The Matrix Reloaded

 

It is only fitting that 'The Matrix Reloaded' should feature both a set of identical twins (Adrian and Neil Rayment), and a character who continually replicates himself (Hugo Weaving as the Smiths) - for sequels have always been about imitation, reduplication and self-cloning. Yet, as the second film in a tightly woven trilogy, 'The Matrix Reloaded' is not only obsessed with seeing double, but also with the meaningful unity promised by things seen in threes. Or, as Morpheus (Laurence Fishburne) says just before the film's climactic sequence, 'When I see three objectives, three captains, three ships, I see providence, I see purpose...'

Yep, 'The Matrix Reloaded' is every bit as self-conscious and overcoded as 'The Matrix', plugging the viewer right back into its predecessor's labyrinthine hall of mirrors. Once again, Neo's violent adventures in digital wonderland are punctuated by an overwhelming series of theosophical questions, and while the order of priorities here is strictly shoot first and ask questions later, the film will certainly leave you, once the gunshots have died down, with more than enough to puzzle over on the shadowy relationship between reality and illusion, chance and causality, free will and determinism, man and machine, man and god. This blend of dumb-assed action and clever-clever concepts adds up to the perfect formula for a classic, both demanding, and repaying, more than one viewing.

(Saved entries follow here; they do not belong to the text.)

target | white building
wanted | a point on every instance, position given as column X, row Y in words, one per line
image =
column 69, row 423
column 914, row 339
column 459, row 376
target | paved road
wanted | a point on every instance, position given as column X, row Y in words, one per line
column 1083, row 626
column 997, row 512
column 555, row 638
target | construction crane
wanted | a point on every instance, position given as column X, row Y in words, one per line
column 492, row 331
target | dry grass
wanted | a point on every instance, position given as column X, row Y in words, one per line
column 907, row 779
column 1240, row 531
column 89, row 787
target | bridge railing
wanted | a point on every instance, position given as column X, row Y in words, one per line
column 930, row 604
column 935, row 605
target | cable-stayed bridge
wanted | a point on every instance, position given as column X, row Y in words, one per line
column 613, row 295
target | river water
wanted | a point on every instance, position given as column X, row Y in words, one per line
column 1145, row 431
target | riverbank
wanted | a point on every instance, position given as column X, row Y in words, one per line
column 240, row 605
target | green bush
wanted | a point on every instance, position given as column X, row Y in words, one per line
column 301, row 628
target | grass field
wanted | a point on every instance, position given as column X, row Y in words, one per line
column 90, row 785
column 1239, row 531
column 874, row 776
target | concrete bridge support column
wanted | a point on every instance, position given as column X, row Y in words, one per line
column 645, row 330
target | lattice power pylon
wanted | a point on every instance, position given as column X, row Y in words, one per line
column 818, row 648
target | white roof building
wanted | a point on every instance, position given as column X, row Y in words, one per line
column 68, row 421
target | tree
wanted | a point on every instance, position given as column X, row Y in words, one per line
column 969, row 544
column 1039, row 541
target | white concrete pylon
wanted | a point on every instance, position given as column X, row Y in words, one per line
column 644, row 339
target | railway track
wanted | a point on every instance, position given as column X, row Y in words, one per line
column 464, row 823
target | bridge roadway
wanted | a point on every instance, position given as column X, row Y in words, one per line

Neo (Keanu Reeves), Trinity (Carrie-Anne Moss) and Morpheus again enter the artificial world known as the Matrix, hoping to learn how to foil an army of Sentinel robots bent on destroying Zion, last outpost of humankind. Distracted by vivid premonitions of Trinity's death, confused by the enigmatic Oracle (Gloria Foster), menaced by the decadent Merovingian (Lambert Wilson), seduced by the vampish Persephone (Monica Bellucci), helped by the handy Keymaker (Randall Duk Kim), and impeded by an ever-growing viral mass of implacable Smiths, Neo heads ever closer to a meeting with his maker, the Architect (Helmut Bakaitis), in a film which replaces its predecessor's central question ('what is the Matrix?') with a whole set of new ones ('who controls the Matrix, and what is its purpose?').

The minor characters, each affectionately drawn with their own idiosyncrasies, introduce to the proceedings a real charm and humour which the wooden Reeves and Fishburne would be incapable of attaining by themselves. The action set-pieces are breathtaking, in particular a wire-driven chopsocky standoff between Neo and a slightly irritated-looking host of Smiths, and a fast and furious freeway chase sequence in which Morpheus and Trinity leap from one exploding vehicle to the next, fighting off Agents and wraith-like twins. Earlier sections of the film are less diverting. While the sets for Zion are impressive - part underground factory from 'Metropolis', part cavernous parliament from 'Indiana Jones and the Temple of Doom', part cheesey nightclub - the scenes in them are strangely static; and the sex-scene between Neo and Trinity seems to last an age. These longeurs might better have been left out of the film altogether, but at least the Wachowski brothers have been judicious enough to place them at the film's beginning. Once we re-enter the Matrix, the film never again lets up, making it all the more plausible that so many humans should choose the illusion of the Matrix over the grey tedium of the real world.

Best of all, like 'The Empire Strikes Back' before it, 'The Matrix Reloaded' is a mid-trilogy film that can afford to strike a truly downbeat note. For, unlike the first film, this is all about failure, and its ending becomes more and more depressing the more you take the time to unravel just what has happened.

A sequel so good, you'll immediately want to see it again, and then revisit the original. Get reloaded.